Eine Hochzeit ist ein sehr wichtiger Feiertag, der in vielen Kulturen ganz unterschiedlich gefeiert wird. So wurde zum Beispiel im alten Amerika, dass noch Sklaven kannte sehr unterschiedlich gefeiert. Während die christlichen Bräuche der Iren, Schotten, Briten, Deutschen und Franzosen, sicher weitestgehend bekannt sind, so hatten doch auch die Sklaven ihre eigenen Bräuche, die es so nicht mehr gibt.

So wurde unter Sklaven, die auf den Feldern in Südamerika arbeiteten, angeblich mit dem Sprung über den Besen geheiratet.
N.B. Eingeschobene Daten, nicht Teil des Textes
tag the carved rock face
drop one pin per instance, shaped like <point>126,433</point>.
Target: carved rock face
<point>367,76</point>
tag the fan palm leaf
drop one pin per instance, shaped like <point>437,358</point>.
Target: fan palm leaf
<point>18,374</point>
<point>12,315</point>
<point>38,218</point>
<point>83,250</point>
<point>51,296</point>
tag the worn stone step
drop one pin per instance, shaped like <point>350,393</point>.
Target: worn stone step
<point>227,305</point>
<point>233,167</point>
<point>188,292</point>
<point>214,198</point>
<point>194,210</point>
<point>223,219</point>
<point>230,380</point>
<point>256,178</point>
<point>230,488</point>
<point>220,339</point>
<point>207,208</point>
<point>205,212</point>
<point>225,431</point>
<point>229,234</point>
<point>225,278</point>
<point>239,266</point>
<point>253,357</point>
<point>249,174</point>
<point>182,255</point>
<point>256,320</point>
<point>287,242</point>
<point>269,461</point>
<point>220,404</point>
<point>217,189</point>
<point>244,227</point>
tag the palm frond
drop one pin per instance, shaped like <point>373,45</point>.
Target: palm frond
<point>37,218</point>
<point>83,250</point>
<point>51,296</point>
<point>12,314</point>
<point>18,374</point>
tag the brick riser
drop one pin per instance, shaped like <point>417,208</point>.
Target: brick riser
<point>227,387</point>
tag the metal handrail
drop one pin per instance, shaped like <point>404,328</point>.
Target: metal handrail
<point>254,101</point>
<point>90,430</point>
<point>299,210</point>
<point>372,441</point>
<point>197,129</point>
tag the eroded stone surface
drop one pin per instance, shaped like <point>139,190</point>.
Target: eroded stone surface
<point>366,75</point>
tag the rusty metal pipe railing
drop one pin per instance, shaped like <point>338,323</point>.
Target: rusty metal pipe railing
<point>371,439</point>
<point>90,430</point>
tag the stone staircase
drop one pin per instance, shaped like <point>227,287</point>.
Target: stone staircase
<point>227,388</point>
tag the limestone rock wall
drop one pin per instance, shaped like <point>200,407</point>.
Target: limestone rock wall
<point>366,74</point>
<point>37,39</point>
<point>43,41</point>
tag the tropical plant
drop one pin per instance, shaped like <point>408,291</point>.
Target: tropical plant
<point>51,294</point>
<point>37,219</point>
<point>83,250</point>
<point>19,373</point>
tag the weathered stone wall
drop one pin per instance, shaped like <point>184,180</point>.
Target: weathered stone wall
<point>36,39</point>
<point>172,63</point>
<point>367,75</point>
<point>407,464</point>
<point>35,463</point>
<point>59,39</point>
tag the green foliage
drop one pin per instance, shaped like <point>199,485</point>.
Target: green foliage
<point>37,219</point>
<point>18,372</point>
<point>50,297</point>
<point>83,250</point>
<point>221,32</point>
Sprang die Frau vorwärts über den Besen, galt sie als verheiratet. Entsprechend einfach war da auch die Scheidung, sie brauchte nur rückwärts über den Besen zu springen.
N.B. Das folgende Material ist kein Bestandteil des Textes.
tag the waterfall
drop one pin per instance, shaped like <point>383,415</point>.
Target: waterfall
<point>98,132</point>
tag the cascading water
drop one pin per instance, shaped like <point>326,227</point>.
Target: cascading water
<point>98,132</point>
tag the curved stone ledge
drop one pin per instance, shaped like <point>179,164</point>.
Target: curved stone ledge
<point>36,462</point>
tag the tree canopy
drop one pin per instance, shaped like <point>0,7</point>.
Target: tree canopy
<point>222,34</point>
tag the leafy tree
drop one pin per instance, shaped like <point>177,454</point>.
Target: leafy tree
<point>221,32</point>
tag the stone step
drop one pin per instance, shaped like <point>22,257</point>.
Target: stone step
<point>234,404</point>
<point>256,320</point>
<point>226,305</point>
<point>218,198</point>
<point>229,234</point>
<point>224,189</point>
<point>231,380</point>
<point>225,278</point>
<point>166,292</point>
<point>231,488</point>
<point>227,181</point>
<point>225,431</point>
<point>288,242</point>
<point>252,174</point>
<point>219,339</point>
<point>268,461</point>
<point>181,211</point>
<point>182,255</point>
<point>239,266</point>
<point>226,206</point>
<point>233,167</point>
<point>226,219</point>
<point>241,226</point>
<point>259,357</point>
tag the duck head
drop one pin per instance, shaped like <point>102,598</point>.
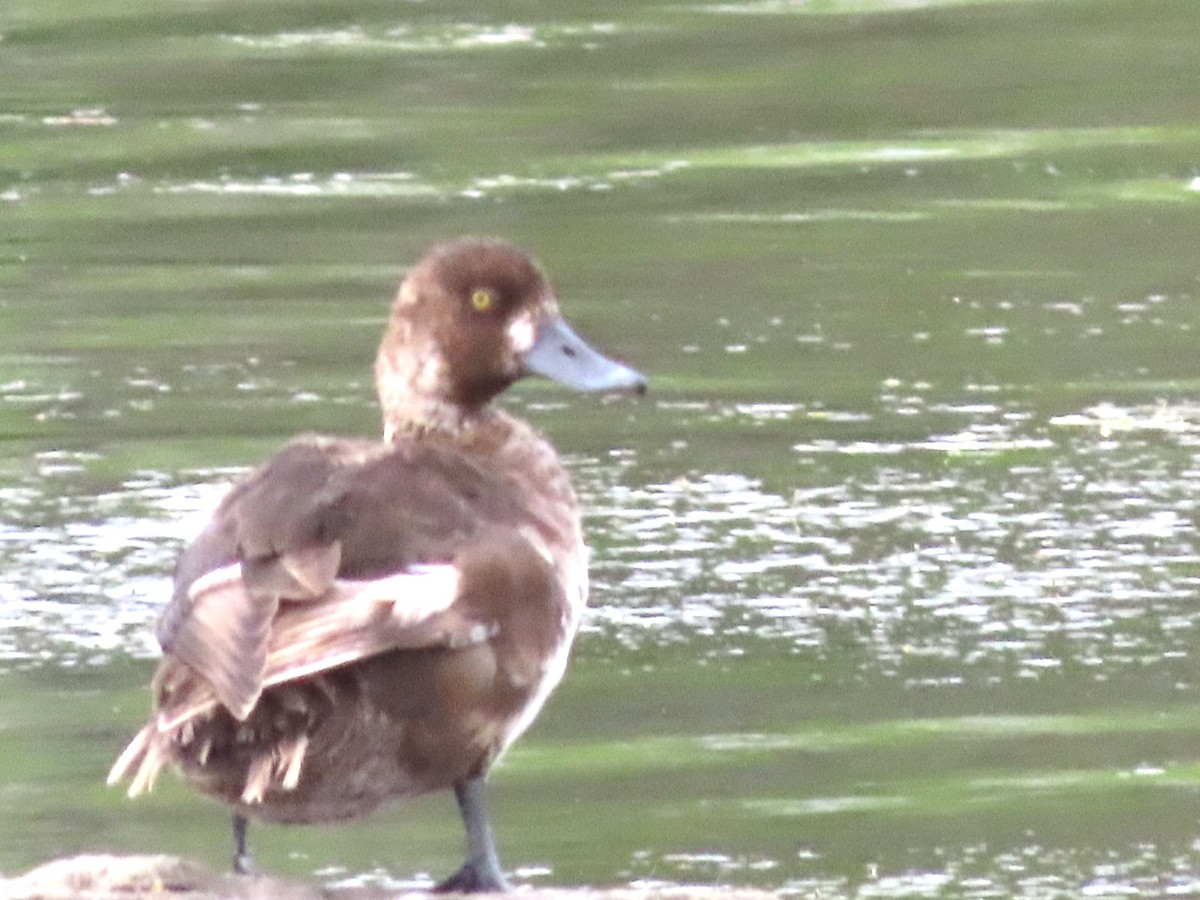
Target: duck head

Die meisten anderen Zeremonien der Hochzeit waren jedoch schon immer wesentlich komplizierter und dauerten mehrere Tage, Wochen oder sogar Monate und Jahre. So gab es bei einem Indianerstamm die Tradition, dass der Schwiegersohn, in die Familie seiner Frau zog. Damit die Familie des Schwiegersohnes aber für den „Verlust seiner Arbeitskraft“ entschädigt wurde, musste die Braut mindestens ein Jahr für ihre Schwiegermutter arbeiten, damit sie ihren Mann mitnehmen durfte.

Stickvorlagen

Seltsame und auch Lustige Bräuche zur Hochzeit findet man auch heute immer wieder in allen Teilen der Welt. Die Ausstattung des Brautpaares wurde aber oft von der „Aussteuer“ der jungen Braut gestellt. Das hieß also, dass sich Generationen von jungen Frauen damit beschäftigten, zu nähen, Stickvorlagen zu wälzen und zu sticken. Vor allem in Familien, die sich keine „Schneider“ leisten konnte, wurde erwartet, dass die angehende Braut ihre Aussteuer selbst anfertigt und sich bestenfalls von ihrer Mutter dabei helfen lässt, falls diese Zeit dafür hat.

Von schöner Bettwäsche über besondere Tischdecken, gehörten die Stickvorlagen dazu, für viele Mädchen zur „Grundvorbereitung“ auf ihr angehendes Leben als Ehefrau und Mutter.